É possível também, ao longo do desenvolvimento, diz Freud no mesmo artigo, que as partes da libido que seguiram em frente retornem a estágios que já haviam sido ultrapassados anteriormente. Ele chama esse movimento de ‘regressão da pulsão’. O autor explica que o processo de regressão ocorre, principalmente, se o objetivo que levaria à satisfação for intensamente e/ou frequentemente frustrado.

Podemos sustentar a ideia de que fixação e regressão não são fenômenos independentes entre si e que sua compreensão é fundamental para o entendimento das neuroses: quanto mais uma pulsão estiver fixada em determinada etapa do desenvolvimento, mais facilmente ela regredirá diante de obstáculos que dificultem ou impeçam a satisfação do indivíduo.

A regressão pode ocorrer de dois modos: o indivíduo pode regredir voltando a buscar satisfação mediante os objetos que, em um tempo primevo, foram investidos libidinalmente; ou um retorno completo da pulsão a formas anteriores da organização sexual (objeto, objetivo, fonte). Embora a regressão implique fortes consequências para a vida psíquica, sua maior influência, diz Freud, é orgânica. Das duas formas por meio das quais se mostra a regressão, aquela que se apresenta como retorno a formas anteriores da organização sexual é a mais surpreendente.

Os dois conceitos anteriormente apresentados são necessários para que possamos compreender a etiologia das neuroses. Salientamos que, quando um indivíduo é impedido de alcançar satisfação para suas necessidades libidinais, ele tende a desenvolver uma neurose. Isso não implica que todos os sujeitos que foram frustrados adoecem de alguma neurose, mas que em toda neurose encontram-se elementos de frustração. Mas de qual frustração estamos falando e, além disso,

frustração de quem? Ou seriamos ingênuos ou rasos o suficiente para acreditar que todas as frustrações ocasionam impacto semelhante em um mesmo indivíduo, ou ainda que uma mesma experiência seja vivenciada de igual modo por duas pessoas?

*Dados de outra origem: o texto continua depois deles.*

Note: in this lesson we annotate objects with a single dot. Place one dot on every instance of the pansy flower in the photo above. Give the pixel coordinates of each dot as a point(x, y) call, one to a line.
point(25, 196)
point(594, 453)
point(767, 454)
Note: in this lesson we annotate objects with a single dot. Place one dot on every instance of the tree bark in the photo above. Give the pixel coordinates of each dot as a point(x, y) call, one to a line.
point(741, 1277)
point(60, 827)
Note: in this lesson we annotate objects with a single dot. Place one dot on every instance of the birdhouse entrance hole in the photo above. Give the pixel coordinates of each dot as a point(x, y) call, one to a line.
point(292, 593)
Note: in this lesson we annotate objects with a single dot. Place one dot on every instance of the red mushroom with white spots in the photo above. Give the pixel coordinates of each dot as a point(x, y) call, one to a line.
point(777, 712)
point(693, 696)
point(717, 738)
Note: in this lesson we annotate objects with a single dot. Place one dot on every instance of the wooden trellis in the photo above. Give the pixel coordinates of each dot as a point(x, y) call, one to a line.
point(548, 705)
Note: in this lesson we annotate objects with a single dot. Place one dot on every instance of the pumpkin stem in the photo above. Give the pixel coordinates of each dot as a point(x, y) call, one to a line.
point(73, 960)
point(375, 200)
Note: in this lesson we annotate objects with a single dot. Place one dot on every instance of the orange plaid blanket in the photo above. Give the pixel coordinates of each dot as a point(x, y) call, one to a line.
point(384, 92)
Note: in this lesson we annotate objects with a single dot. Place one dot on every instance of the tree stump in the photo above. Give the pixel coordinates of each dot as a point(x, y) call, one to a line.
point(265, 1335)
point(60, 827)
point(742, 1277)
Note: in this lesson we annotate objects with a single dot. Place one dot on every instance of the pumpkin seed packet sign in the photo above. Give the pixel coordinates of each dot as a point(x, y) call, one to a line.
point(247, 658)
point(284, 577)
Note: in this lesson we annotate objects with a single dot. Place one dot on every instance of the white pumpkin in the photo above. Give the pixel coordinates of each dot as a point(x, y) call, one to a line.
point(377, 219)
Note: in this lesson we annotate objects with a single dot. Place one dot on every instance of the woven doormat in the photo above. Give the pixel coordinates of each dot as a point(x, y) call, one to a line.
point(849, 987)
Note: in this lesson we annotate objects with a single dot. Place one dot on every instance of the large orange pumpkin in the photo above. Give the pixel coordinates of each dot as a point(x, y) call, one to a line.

É fato que os seres humanos conseguem tolerar certa quantidade de privação. Porém, também é fato que existe um limite pessoal em relação à elevação da tensão psíquica ocasionada por estímulos externos, assim como um limite superior de tolerância para a libido não satisfeita. Isso compreende que nem toda energia libidinal pode ser remanejada para outros objetos ou objetivos, assim como nem toda libido pode ser sublimada.

Em acréscimo, entendo que o aparelho psíquico de qualquer pessoa apresenta limites no que se refere à utilização de mecanismos de defesa que impeçam a vivência de dor, sem que para isso o contato com a realidade seja significativamente prejudicado. Desta forma, chegamos à premissa de que a fixação da libido diz respeito ao fator interno da causa das neuroses. Já a frustração e a hiperestimulação dizem respeito aos fatores externos de sua etiologia. Logo, é possível afirmar que a etiologia da neurose é tanto exógena quanto endógena.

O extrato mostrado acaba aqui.